To date, there are three hamlets: Beavercreek, Mulino, and Stafford.

==Definition==
For purposes of the laws related to hamlets and villages, a "citizen" means either
- a resident who is 18 years or older living within the boundaries of a hamlet or village, or
- a non-resident who owns property or a business there.

According to Chapter 2.10 of the Clackamas County Code, a hamlet is
an unincorporated area that is an organized forum for citizens to express issues of concern, prioritize activities, and coordinate community-based activities, as may be approved by the Board of County Commissioners (BCC). A hamlet is financed primarily through contributions and fundraising activities.

Hamlets are represented by an elected hamlet Board, according to procedures set forth in citizen-approved bylaws that also have been approved by the BCC. A hamlet may assume the functions of a CPO upon agreement of the existing CPO, hamlet, and BCC. Upon approval of the BCC, a hamlet may also establish relationships with neighboring jurisdictions or organizations through Memoranda of Understanding. The County may, on behalf of a hamlet, enter into an Intergovernmental Agreement with other governments. Hamlets are not direct providers of services and are not empowered to generate taxes or fees.

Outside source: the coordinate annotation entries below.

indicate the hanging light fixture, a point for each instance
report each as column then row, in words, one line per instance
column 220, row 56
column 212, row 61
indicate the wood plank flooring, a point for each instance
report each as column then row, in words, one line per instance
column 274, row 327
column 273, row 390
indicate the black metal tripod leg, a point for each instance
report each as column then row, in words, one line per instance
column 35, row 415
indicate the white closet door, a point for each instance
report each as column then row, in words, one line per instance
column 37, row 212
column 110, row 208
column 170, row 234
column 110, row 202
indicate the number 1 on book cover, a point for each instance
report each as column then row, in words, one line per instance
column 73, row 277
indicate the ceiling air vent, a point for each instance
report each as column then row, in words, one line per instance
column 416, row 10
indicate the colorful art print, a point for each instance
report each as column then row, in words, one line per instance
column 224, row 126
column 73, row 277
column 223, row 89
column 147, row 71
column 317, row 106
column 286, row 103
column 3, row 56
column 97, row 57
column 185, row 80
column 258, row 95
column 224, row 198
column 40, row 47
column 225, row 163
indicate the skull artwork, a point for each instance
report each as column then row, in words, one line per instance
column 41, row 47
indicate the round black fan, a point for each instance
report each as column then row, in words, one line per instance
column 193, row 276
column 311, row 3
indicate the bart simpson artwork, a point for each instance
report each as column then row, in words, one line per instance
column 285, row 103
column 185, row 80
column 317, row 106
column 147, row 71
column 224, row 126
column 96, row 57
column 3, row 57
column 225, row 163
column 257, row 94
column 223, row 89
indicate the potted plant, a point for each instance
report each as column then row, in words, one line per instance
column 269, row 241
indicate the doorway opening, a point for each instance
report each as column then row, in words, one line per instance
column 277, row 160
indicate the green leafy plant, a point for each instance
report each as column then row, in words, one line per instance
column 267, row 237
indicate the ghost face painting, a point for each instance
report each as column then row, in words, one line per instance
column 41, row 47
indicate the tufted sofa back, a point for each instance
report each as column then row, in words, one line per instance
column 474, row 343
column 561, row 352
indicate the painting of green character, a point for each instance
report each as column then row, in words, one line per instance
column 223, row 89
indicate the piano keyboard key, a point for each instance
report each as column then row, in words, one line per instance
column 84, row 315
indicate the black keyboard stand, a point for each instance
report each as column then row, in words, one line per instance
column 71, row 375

A hamlet's boundaries cannot overlap the boundaries of another hamlet, village or city.

==Process==
To establish a hamlet, a chief petitioner is responsible to collect the required number of citizen signatures and complete a hamlet application form within 120 days. The petition:
must be signed by at least 10% of the citizens located within the proposed hamlet boundary or 100 citizens, whichever is the lesser number, and
shall state the proposed name, preliminary purpose, boundaries, number of Board members, and activities for the hamlet.
A public hearing is then held, with a defined method of public notice beforehand. The BCC can then approve the petition as is, approve it with modifications, or reject it.

If approved, within thirty days an organizational meeting must be held by the hamlet's citizens. The purpose of the meeting is to establish a list of candidates for the hamlet's Board. That list must also be approved by the BCC; once approved, the citizen's meet again, to vote on their board.

Once elected, the Board defines the hamlet's bylaws, which must also be approved by its citizens and the BCC. The Board also defines a hamlet's plan, which defines the activities to be undertaken by the hamlet, and which, like the bylaws, must be approved by its citizens and the BCC.

The ordinance defining hamlets defines similar processes for other aspects of hamlets, such as their dissolution. In particular, Board members acting within their authority as defined by bylaws and county policy are treated as agents of the county for claims made against the organization, officer or member for the purposes of the Oregon Tort Claims Act.